L’univers de Postal n’a jamais été connu pour faire dans la dentelle… mais cette fois, la polémique dépasse le cadre de ses habituelles provocations vidéoludiques. Le spin-off récemment annoncé, POSTAL: Bullet Paradise, promettait un virage inattendu vers le genre du bullet-heaven, avec une touche de coopération en ligne. Une formule intrigante sur le papier, qui a toutefois tourné au désastre en quelques jours seulement.

Car derrière cette promesse, un conflit explosif a émergé autour d’une question brûlante dans l’industrie du jeu vidéo : le recours à l’intelligence artificielle générative pour la création d’assets. Accusations, démentis, insultes publiques, volte-face de l’éditeur et… fermeture brutale du studio développeur.

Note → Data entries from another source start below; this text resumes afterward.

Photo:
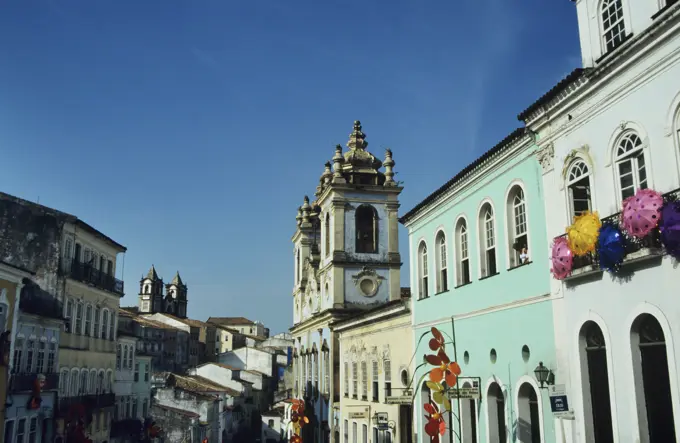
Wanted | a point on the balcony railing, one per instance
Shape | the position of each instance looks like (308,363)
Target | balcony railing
(25,382)
(88,274)
(86,402)
(652,242)
(128,427)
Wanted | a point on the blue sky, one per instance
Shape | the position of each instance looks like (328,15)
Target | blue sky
(190,130)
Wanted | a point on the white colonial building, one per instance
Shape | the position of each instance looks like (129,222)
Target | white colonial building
(346,252)
(606,131)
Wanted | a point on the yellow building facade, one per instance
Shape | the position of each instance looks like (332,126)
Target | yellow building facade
(376,351)
(10,289)
(87,352)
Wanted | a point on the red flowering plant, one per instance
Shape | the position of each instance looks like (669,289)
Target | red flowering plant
(443,376)
(297,419)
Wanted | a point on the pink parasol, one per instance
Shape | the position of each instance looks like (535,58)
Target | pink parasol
(562,258)
(641,212)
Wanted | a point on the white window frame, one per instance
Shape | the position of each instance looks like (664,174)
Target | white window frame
(609,30)
(623,153)
(462,251)
(442,262)
(578,170)
(423,280)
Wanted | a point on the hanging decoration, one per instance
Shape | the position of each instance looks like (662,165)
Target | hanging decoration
(442,377)
(562,258)
(641,213)
(670,228)
(611,247)
(582,234)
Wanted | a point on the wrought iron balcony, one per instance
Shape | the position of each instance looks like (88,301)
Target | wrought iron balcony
(86,403)
(128,427)
(88,274)
(25,382)
(651,241)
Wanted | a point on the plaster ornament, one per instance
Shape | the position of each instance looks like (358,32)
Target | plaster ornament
(368,281)
(545,156)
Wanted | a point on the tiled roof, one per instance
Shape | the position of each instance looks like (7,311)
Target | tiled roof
(553,92)
(231,321)
(177,411)
(517,134)
(197,384)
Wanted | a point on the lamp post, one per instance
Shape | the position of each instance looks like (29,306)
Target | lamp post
(544,376)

L’affaire POSTAL: Bullet Paradise est un cas d’école à la croisée des enjeux technologiques et de la gestion de communauté.

Retour sur une tempête numérique qui a laissé un projet à l’abandon, un studio fermé et une communauté en ébullition.

 

Qu’est‑ce que Postal: Bullet Paradise ?

Le concept attendu : spin‑off « bullet-heaven » / coop en ligne

POSTAL: Bullet Paradise s’annonçait comme une étonnante mutation pour la franchise POSTAL. Connue pour son ton irrévérencieux, son humour noir et sa violence cartoonesque, la série explorait ici un territoire inattendu : le genre du bullet-heaven, une déclinaison frénétique du twin-stick shooter où le joueur doit affronter des vagues d’ennemis à l’écran dans un chaos maîtrisé.

Avec une approche axée sur la coopération en ligne, le spin-off promettait d’introduire un gameplay plus accessible, tout en conservant l’ADN « politiquement incorrect » de la licence. Un pari audacieux qui aurait pu séduire une nouvelle frange de joueurs, ou offrir un bol d’air frais aux fans de la première heure.

Le reveal initial, accompagné d’une bande-annonce, laissait entrevoir une direction artistique stylisée, avec des environnements surchargés d’action, des personnages typiques de l’univers Postal, et un système de progression nerveux. Mais derrière ce vernis explosif, la communauté n’a pas tardé à gratter… et à trouver matière à polémique.

Le studio derrière : Goonswarm Games + éditeur Running With Scissors

Derrière ce projet se trouvait un studio peu connu : Goonswarm Games, qui collaborait avec le plus célèbre Running With Scissors, éditeur historique de la saga POSTAL. Cette configuration n’est pas inhabituelle dans l’industrie — confier un spin-off à un studio tiers permet de diversifier l’offre sans monopoliser les équipes internes.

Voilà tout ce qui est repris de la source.